Central Districts

Personnel
- Captain: Tom Bruce (Super Smash and Plunket Shield) Jayden Lennox (Ford Trophy)
- Coach: Heinrich Malan

Team information
- Colours: Green and gold
- Founded: 1950
- Home ground: McLean Park Pukekura Park Fitzherbert Park Saxton Oval
- Capacity: 19,700 (McLean Park)

History
- Plunket Shield wins: 12
- The Ford Trophy wins: 8
- Men's Super Smash wins: 4
- Champions League Twenty20 wins: 0
- Cricket Max wins: 2
- Global Super League wins: 0
- Official website: cdcricket.co.nz

= Central Districts cricket team =

New Zealand cricket team

The Central Stags, formerly known as Central Districts, are a first-class cricket team based in central New Zealand.

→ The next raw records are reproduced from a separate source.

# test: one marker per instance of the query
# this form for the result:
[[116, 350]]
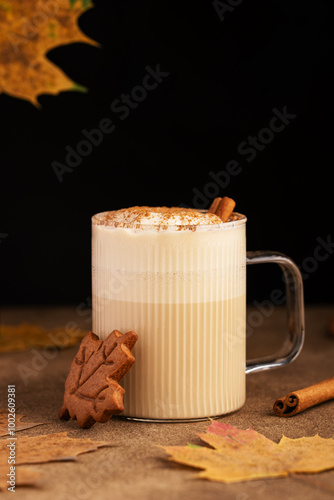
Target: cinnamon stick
[[214, 205], [223, 207], [298, 401]]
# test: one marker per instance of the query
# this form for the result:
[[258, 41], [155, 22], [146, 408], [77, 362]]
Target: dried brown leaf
[[28, 30], [241, 455]]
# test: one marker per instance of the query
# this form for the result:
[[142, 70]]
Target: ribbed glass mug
[[182, 289]]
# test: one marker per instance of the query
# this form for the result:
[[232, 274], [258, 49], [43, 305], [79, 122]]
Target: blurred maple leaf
[[240, 455], [28, 30]]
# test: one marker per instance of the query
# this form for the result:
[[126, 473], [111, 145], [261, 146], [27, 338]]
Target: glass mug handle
[[295, 306]]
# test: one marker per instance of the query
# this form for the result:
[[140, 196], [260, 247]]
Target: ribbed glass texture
[[183, 292]]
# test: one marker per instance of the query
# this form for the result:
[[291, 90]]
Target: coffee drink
[[177, 277]]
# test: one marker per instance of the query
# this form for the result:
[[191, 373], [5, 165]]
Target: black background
[[225, 78]]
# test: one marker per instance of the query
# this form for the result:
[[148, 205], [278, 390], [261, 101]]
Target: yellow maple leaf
[[28, 30], [241, 455]]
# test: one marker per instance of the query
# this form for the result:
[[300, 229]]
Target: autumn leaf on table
[[49, 448], [240, 455], [28, 30], [27, 335], [24, 476], [42, 449], [19, 426]]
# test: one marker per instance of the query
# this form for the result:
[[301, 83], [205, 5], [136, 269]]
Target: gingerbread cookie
[[92, 393]]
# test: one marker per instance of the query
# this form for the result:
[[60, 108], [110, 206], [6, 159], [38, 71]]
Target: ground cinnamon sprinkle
[[167, 216]]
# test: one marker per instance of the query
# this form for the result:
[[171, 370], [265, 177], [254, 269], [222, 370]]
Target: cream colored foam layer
[[184, 266], [156, 216]]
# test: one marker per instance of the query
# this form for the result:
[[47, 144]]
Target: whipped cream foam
[[156, 216]]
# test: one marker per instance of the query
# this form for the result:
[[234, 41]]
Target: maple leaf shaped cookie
[[92, 393]]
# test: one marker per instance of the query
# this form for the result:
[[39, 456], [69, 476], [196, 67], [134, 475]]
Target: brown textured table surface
[[134, 467]]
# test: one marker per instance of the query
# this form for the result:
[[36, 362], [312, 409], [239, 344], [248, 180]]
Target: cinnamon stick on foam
[[223, 207], [298, 401]]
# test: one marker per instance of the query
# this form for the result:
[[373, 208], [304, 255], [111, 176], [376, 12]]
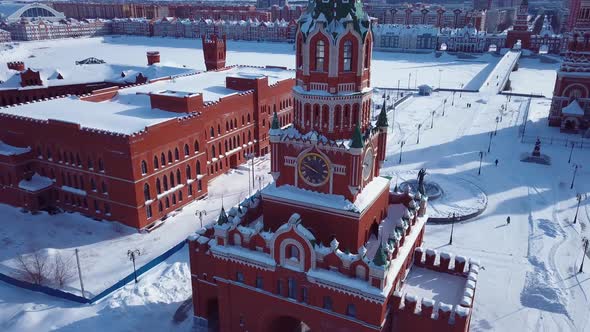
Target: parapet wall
[[424, 314]]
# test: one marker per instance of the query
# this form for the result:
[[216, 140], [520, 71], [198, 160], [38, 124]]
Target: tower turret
[[214, 50]]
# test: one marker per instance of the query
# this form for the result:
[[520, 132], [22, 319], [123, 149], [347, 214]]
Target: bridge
[[498, 78]]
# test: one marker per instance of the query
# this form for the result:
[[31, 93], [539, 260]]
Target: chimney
[[16, 65], [153, 57]]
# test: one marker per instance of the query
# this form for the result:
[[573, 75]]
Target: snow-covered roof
[[339, 202], [90, 73], [9, 150], [130, 111], [36, 183], [573, 108]]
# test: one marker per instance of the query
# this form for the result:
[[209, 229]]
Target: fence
[[76, 298], [582, 143]]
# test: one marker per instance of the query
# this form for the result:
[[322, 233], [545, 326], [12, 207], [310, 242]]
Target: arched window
[[351, 310], [143, 167], [293, 253], [361, 272], [347, 55], [146, 192], [319, 55], [188, 172]]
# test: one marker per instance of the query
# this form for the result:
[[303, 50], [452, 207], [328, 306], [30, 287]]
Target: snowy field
[[529, 282], [410, 70]]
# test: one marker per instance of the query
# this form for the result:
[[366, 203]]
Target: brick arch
[[312, 51], [355, 39]]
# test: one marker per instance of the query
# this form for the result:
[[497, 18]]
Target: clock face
[[368, 164], [314, 169]]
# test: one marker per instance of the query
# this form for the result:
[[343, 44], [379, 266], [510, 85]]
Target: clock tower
[[327, 161]]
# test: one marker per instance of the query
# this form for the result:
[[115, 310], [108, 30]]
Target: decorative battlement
[[239, 236], [409, 308], [16, 65]]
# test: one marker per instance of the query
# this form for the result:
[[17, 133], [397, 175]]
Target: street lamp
[[571, 151], [432, 120], [496, 130], [480, 159], [418, 140], [452, 227], [579, 198], [132, 254], [201, 213], [574, 178], [585, 242]]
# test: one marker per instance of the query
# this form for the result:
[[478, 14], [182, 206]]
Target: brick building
[[327, 246], [570, 106], [140, 152]]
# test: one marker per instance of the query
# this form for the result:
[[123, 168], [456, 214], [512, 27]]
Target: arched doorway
[[288, 324], [213, 315]]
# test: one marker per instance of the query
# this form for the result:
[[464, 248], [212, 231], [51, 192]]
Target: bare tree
[[63, 270], [34, 268]]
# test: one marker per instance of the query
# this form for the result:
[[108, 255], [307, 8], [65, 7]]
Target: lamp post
[[132, 254], [401, 150], [452, 227], [418, 140], [579, 198], [200, 214], [480, 159], [574, 178], [432, 120], [496, 130], [585, 242], [571, 152]]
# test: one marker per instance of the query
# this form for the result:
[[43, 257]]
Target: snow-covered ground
[[528, 281]]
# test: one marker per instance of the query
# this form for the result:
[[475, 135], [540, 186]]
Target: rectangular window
[[259, 282], [292, 288]]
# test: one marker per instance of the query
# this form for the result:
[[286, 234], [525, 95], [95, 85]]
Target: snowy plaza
[[528, 279]]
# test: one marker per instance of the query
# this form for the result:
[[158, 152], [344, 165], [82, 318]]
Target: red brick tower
[[214, 51], [326, 247], [570, 107], [520, 29]]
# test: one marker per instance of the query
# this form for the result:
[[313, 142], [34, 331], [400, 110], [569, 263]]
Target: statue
[[537, 149], [421, 175]]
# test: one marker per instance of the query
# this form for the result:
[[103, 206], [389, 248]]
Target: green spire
[[382, 119], [222, 219], [380, 258], [275, 121], [357, 138]]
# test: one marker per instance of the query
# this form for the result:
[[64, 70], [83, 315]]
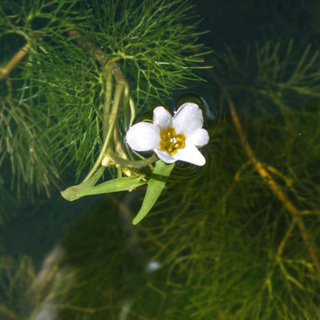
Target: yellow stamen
[[170, 141]]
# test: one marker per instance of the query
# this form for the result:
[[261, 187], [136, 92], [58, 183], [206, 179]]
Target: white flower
[[172, 138]]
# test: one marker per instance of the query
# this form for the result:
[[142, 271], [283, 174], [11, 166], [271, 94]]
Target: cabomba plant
[[236, 235], [74, 100]]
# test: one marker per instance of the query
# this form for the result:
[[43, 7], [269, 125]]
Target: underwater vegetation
[[237, 238]]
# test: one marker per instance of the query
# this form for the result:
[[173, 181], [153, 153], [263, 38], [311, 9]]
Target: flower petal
[[199, 138], [164, 156], [187, 119], [162, 118], [143, 136], [190, 154]]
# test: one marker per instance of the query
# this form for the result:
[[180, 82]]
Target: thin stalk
[[267, 177], [132, 164], [112, 119], [107, 105]]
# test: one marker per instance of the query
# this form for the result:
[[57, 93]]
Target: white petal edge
[[162, 118], [187, 119], [190, 154], [164, 156], [199, 138], [143, 136]]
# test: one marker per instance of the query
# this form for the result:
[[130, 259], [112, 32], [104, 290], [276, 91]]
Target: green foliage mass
[[56, 101], [216, 230]]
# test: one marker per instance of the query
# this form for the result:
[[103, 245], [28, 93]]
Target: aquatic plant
[[235, 239]]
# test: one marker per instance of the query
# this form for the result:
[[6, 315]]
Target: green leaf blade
[[156, 184]]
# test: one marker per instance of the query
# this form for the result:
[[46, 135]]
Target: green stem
[[132, 164], [106, 111], [112, 119]]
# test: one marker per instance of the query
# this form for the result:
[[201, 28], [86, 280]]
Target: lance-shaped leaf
[[70, 193], [115, 185], [156, 184]]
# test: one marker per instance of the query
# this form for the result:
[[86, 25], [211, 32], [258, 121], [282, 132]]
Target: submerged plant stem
[[112, 119], [266, 176], [132, 164], [4, 72]]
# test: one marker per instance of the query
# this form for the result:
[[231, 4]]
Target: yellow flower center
[[170, 141]]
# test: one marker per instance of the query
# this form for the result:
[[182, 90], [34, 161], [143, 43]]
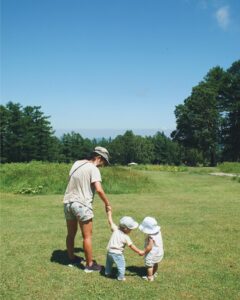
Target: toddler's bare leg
[[155, 268], [150, 273]]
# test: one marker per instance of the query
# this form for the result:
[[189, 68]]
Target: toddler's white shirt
[[118, 241]]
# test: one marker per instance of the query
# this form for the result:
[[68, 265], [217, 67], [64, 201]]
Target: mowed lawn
[[200, 219]]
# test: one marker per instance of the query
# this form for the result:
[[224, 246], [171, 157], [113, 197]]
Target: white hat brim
[[149, 231]]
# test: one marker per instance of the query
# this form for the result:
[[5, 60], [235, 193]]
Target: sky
[[102, 66]]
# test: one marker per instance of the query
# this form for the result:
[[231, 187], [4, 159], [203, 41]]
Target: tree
[[229, 98], [198, 119], [26, 134]]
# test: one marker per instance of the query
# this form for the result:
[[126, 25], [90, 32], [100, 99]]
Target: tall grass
[[52, 178]]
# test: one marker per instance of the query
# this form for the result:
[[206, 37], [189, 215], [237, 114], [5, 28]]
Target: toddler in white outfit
[[153, 246], [119, 239]]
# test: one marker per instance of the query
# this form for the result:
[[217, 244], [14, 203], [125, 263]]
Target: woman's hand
[[108, 208]]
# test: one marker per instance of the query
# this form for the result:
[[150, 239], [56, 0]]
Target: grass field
[[199, 216]]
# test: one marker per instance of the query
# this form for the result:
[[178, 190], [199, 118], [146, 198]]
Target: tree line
[[207, 131]]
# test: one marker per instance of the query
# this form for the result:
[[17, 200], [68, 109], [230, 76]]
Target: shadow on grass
[[139, 271], [61, 257], [133, 271]]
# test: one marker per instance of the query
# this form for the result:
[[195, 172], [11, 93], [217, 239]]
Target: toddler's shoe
[[121, 279], [148, 278], [93, 268]]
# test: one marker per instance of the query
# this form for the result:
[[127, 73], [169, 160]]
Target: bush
[[52, 178]]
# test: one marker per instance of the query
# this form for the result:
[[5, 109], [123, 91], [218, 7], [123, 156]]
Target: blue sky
[[113, 64]]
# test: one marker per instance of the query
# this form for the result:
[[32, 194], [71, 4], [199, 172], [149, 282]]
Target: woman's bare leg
[[86, 228], [72, 230]]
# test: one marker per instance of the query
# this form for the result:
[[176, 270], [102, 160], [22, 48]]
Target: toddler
[[120, 238], [153, 246]]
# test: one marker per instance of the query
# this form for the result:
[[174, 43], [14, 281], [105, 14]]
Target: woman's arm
[[149, 246], [102, 195]]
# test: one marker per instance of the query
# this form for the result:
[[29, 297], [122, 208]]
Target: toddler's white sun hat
[[149, 226], [128, 222]]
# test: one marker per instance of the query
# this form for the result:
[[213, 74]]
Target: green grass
[[230, 167], [199, 216]]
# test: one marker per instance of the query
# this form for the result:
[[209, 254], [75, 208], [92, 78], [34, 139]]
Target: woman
[[84, 180]]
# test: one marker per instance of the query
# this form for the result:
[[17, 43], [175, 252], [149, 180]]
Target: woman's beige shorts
[[77, 211]]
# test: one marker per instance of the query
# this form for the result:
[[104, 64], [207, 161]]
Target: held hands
[[141, 253]]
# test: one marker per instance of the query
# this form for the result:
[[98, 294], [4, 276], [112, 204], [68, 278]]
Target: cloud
[[223, 17]]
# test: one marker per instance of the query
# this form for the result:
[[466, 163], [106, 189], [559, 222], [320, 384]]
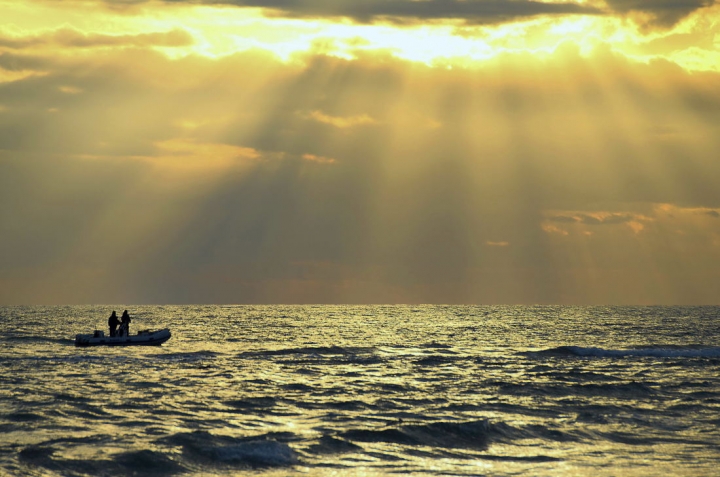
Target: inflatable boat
[[143, 338]]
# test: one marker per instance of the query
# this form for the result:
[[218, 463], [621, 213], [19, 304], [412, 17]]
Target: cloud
[[598, 218], [318, 159], [367, 11], [98, 192], [69, 37], [665, 13], [339, 121]]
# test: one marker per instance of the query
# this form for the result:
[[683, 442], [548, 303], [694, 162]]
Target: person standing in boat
[[125, 324], [112, 323]]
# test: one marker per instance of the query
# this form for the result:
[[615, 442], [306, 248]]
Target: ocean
[[363, 391]]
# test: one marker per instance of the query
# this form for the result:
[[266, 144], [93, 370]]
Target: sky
[[348, 151]]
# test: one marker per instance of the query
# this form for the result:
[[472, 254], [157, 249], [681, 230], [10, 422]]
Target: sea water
[[363, 390]]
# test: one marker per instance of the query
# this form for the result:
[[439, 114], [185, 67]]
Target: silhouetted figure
[[112, 323], [125, 324]]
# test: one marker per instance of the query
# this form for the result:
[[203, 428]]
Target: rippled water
[[364, 390]]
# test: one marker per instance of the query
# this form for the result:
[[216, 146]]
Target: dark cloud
[[458, 158], [662, 12], [597, 219], [470, 11]]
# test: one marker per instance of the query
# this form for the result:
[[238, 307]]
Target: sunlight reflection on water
[[365, 390]]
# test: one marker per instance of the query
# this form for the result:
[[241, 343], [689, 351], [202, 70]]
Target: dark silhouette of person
[[125, 323], [112, 323]]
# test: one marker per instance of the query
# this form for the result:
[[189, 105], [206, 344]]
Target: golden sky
[[345, 151]]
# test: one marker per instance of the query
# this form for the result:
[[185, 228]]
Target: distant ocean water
[[364, 390]]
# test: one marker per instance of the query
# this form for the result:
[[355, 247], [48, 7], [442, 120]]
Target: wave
[[256, 452], [655, 352]]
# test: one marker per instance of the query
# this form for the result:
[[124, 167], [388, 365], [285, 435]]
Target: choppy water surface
[[364, 390]]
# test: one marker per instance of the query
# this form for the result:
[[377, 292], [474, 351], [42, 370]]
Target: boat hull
[[143, 338]]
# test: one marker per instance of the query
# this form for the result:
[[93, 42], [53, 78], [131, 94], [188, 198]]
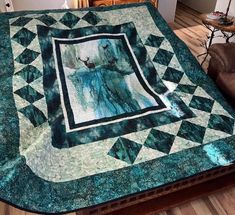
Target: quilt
[[102, 103]]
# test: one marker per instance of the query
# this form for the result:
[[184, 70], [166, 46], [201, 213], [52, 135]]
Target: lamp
[[225, 20]]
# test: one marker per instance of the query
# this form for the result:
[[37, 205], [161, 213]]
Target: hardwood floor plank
[[201, 207], [217, 205]]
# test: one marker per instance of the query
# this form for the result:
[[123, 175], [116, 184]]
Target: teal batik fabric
[[102, 103]]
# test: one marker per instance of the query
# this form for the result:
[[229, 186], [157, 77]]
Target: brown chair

They are the men's representative side of the Central Districts Cricket Association. They compete in the Plunket Shield first-class competition, The Ford Trophy domestic one-day competition and the Men's Super Smash Twenty20 competition. They are one of six teams that make up New Zealand Cricket. They were the fifth of the current teams to compete in the Plunket Shield which they entered for the first time in the 1950/51 season, and are the only men's first-class side representing regions in both the North and South Islands of New Zealand.

==History==
Central Districts comprises eight District associations: Hawke's Bay, Horowhenua-Kapiti, Manawatu, Taranaki, Wairarapa and Whanganui in the North Island, and Marlborough and Nelson in the South Island. Previously, many players from these regions competed for Wellington. More than a century before the eventual founding of the Central Districts Cricket Association, the first fully recorded cricket match in New Zealand was played in what is now one of its districts, in Nelson, a men's match in March 1844.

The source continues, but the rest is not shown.